The First Tier Tribunal decided that all the land was required for the reasonable enjoyment of the property. What was required for reasonable enjoyment varied depending on the location and the expectations of a typical purchaser of a property of that type. A suburban property or one in the heart of an urban centre would not be expected to include large gardens, but a buyer would reasonably expect a house in a rural area to include extensive gardens.
The Tribunal held that whilst the question of what was required must be answered as of the date of the disposal, the answer might depend on an assessment of the facts over the whole of the period of ownership rather than looking at a snapshot in time. In this context, the Tribunal relied on evidence that when Mr and Mrs Phillips had bought the property, no prospective buyer was prepared to purchase the house with the smaller garden then offered.
It is established that “required” means that without the additional land the property would be substantially deprived of amenities or convenience or serious damage would be done to the enjoyment of the property. It is not merely a case of whether the landowner prefers to have more land, or even whether the property would be worth less if its grounds were to be curtailed. Whether gardens in excess of 0.5 hectares are required for the reasonable enjoyment of the property is an objective test.
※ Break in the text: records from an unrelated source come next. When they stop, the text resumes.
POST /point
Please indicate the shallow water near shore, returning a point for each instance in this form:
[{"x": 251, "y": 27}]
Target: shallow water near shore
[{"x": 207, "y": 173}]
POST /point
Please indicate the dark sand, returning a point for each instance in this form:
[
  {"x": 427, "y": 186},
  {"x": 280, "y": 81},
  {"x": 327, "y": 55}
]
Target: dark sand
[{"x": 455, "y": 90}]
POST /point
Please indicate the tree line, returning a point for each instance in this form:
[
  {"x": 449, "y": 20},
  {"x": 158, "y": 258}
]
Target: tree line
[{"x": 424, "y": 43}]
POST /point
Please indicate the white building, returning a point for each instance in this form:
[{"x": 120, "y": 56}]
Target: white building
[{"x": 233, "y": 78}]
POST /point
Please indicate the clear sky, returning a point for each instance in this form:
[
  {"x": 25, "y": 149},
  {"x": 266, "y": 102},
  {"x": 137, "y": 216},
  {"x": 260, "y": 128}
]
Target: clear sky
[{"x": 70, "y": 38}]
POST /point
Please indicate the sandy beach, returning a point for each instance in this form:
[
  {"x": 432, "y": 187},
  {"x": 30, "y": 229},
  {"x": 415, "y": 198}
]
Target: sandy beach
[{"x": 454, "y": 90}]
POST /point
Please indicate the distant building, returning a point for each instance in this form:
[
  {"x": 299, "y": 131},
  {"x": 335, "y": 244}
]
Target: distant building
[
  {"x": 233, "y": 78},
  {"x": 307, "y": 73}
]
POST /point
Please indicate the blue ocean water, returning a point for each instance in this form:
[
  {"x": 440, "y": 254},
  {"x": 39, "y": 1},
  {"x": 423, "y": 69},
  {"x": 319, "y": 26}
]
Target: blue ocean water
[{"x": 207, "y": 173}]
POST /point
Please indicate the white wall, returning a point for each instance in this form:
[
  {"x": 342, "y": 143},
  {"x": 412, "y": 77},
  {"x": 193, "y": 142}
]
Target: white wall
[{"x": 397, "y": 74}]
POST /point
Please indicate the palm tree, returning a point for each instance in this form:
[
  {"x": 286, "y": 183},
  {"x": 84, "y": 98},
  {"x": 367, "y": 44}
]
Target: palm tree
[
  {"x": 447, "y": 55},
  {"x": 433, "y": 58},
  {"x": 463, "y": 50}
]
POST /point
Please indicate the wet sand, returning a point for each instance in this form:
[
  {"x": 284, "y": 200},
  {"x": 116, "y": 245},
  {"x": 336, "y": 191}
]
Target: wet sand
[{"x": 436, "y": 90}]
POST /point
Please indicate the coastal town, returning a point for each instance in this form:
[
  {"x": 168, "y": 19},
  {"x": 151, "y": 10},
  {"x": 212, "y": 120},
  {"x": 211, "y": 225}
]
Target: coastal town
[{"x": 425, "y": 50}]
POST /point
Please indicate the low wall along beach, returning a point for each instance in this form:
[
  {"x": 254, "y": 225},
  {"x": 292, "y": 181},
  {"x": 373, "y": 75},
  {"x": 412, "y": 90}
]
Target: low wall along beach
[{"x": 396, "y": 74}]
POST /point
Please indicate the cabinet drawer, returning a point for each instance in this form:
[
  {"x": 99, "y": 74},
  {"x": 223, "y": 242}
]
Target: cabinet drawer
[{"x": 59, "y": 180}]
Both parties referred to the decision of Evans-Lombe J in the High Court in Longson v Baker [2001] STC 6 where the judge stated, “I am not permitted to take into account the particular requirements of the owner of the dwelling-house; it is the house to which I must look and not the wishes, desires or intentions of any particular owner of the house.” Both parties therefore accepted that the most meaningful comparables were those relating to similar properties in the immediate vicinity of the Phillips’ house. Whilst the Tribunal agreed, in their view it was necessary to take into account all of the relevant facts and evidence including factors other than comparable properties, as long as those facts did not relate to the subjective preferences of the owners of the particular property. In this case, the correct comparative properties were held to be ones that would appeal to purchasers who were looking for a larger house and more space. The Tribunal noted that there was a natural border formed by trees around the perimeter of the property which was one of the factors which might justify a permitted area in excess of 0.5 hectares.
Further the Tribunal decided that once it was accepted that one of the key elements in assessing the area of land required for the reasonable enjoyment of a property is a review of comparable properties, it was not legitimate to discount those properties (as HMRC sought to do) on the basis that they had not themselves been subjected to a similar PPR assessment. It would be impossible for a taxpayer to know whether there had been any discussions with HMRC in relation to the “permitted area” in respect of any potential comparator property, let alone what the outcome of those discussions might be.
What does this mean for PPR relief? The case is an interesting and useful illustration of the importance of context in deciding whether extended grounds are required for the reasonable enjoyment of the property. It is not open to HMRC to impose their view on what is or isn’t an acceptable size of garden and the setting of the property may be an important factor: a case of “Location! Location! Location!”